Rahim is something of a rarity -- a good band now that promises to get even better later.
It's rare that a band can sound like they're coming from a particular time and place, while not getting stuck to contemporary circumstance alone. TV on the Radio and the Rapture come to mind as recent standouts that represent the best of their respective genres, and at the same time reach beyond simple categorization. It's a tight wire to walk: on one hand doing justice to your influences, while on the other hand not drowning in the passing styles that end up dating a band.
It would seem that Rahim might be that rare band whose stylishness could last. I'll refrain from dubbing them timeless, since they've only just released their debut record. But judging from the progress made since their debut EP, Jungles, they should have a lot more waiting that would earn them such praise. They've fast emerged from their Dischord post-hardcore shell and have staked a claim on respectability in their own right with Ideal Lives.
On this, their debut long player, the NYC-based rhythm mavericks take their fist-pumping agit-pop to a new level.
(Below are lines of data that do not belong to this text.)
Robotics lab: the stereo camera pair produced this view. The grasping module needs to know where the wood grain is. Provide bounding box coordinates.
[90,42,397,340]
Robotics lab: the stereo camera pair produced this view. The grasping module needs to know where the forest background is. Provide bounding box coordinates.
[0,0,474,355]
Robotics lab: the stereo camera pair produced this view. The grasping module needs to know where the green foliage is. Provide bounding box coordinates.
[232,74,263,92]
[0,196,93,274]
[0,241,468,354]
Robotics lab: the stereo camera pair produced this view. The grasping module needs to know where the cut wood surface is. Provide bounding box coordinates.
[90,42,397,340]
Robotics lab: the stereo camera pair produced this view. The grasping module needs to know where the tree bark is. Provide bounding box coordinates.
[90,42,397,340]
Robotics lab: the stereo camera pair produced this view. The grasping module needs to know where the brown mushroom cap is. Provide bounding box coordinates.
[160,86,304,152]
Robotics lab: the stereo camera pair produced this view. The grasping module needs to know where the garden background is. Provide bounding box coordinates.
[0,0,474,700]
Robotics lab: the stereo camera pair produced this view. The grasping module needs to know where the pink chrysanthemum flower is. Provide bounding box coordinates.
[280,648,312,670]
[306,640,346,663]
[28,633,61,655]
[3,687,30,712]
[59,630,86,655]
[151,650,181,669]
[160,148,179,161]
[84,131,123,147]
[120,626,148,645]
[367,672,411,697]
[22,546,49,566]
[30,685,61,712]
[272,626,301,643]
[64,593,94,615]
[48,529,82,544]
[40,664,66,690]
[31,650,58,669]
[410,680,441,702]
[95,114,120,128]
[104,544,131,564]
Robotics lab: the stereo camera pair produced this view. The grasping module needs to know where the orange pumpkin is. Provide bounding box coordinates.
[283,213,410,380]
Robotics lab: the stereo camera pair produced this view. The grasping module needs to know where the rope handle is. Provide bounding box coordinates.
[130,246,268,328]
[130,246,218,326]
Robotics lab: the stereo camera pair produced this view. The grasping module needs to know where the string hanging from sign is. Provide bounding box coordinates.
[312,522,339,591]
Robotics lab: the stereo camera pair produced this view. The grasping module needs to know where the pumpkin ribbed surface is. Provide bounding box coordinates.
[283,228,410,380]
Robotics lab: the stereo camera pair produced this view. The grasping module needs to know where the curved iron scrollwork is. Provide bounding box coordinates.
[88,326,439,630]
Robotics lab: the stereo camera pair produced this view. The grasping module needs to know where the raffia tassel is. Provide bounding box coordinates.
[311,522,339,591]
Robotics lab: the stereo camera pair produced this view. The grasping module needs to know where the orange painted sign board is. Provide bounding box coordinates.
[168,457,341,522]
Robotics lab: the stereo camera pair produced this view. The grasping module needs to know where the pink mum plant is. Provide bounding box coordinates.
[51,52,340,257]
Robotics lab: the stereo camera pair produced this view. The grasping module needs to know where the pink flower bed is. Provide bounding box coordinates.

Plugging the gaps with actual songwriting, Ryan McCoy (bass, percussion, vocals, keyboards), Michael Friedrich (guitar, percussion, vocals), and Phil Sutton (drums, percussion) have created a likeable and exciting album. They maintain the gym class hyper style of Jungles and add to it a diversity of song and structure. That means there are slower, less-danceable numbers served along with the herky-jerky provisions. And like the Rapture's Echoes, they're able to sustain an entire album thanks to such a breadth of expression.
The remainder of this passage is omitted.